The 'ldap-diff' tool outputs the difference between data stored in two LDAP servers into an LDIF file. This file could be used with the 'ldapmodify' command to bring the source directory server in sync with the target directory server. The specific entries to compare can be controlled with the --searchFilter option. In addition, only a subset of attributes can be compared by listing those attributes as trailing arguments of the command. Specific attributes can also be excluded by prepending a ^ character to the attribute. On Windows operating systems, excluded attributes must be quoted, for example, "^attrToExclude". When retrieving entries from a Ping Identity Directory Server, the @objectClassName notation can be used to compare only attributes that are defined for a given objectclass.
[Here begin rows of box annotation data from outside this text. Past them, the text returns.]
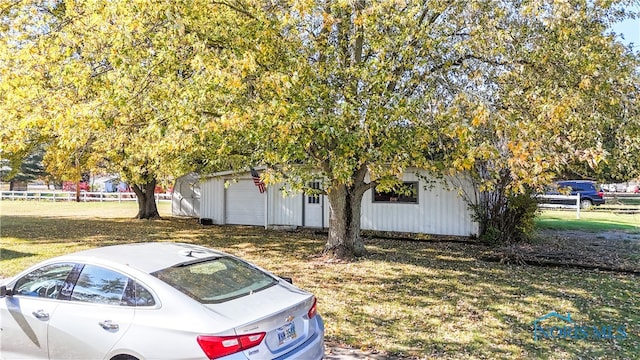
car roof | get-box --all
[58,242,228,273]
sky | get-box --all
[613,8,640,51]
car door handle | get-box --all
[98,320,120,330]
[31,309,49,320]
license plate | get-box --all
[276,323,298,345]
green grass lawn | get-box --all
[0,201,640,359]
[536,210,640,232]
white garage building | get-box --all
[188,171,478,236]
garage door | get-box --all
[225,180,266,225]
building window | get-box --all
[307,181,320,204]
[373,181,418,204]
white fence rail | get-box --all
[0,191,171,202]
[537,195,580,219]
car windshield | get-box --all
[153,257,277,303]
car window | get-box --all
[153,257,277,303]
[71,265,129,305]
[121,280,156,306]
[13,263,74,299]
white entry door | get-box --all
[303,181,326,228]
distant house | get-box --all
[172,170,478,236]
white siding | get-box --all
[268,184,302,226]
[200,178,224,224]
[361,174,477,236]
[200,171,478,236]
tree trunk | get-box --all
[323,184,367,259]
[131,179,160,219]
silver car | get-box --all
[0,243,324,360]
This command can be used on servers actively being modified, without reporting false positives due to replication delays, by checking differing entries multiple times. By default, it will re-check each differing entry twice, pausing two seconds between checks. These settings can be configured with the --numPasses and --secondsBetweenPass options. The output is formatted so that delete operations come first, modify operations come next, and add operations come last. This gives the best chance that the resulting output file can be used to bring the source server into sync with the target server without causing any conflicts. This takes into account attribute uniqueness constraints as well as that child entries must be deleted before parents and parents must be added before children.

The directory user specified for performing the searches must be privileged enough to see all of the entries being compared and to issue a long-running, unindexed search. For the Ping Identity Directory Server, the out-of-the-box cn=Directory Manager user has these privileges, but you can assign the necessary privileges by setting the following attributes in the user entry

ds-cfg-default-root-privilege-name: unindexed-search
ds-cfg-default-root-privilege-name: bypass-acl
ds-rlim-size-limit: 0
ds-rlim-time-limit: 0
ds-rlim-idle-time-limit: 0
ds-rlim-lookthrough-limit: 0

For servers from other vendors, consult their documentation for configuring the proper privileges.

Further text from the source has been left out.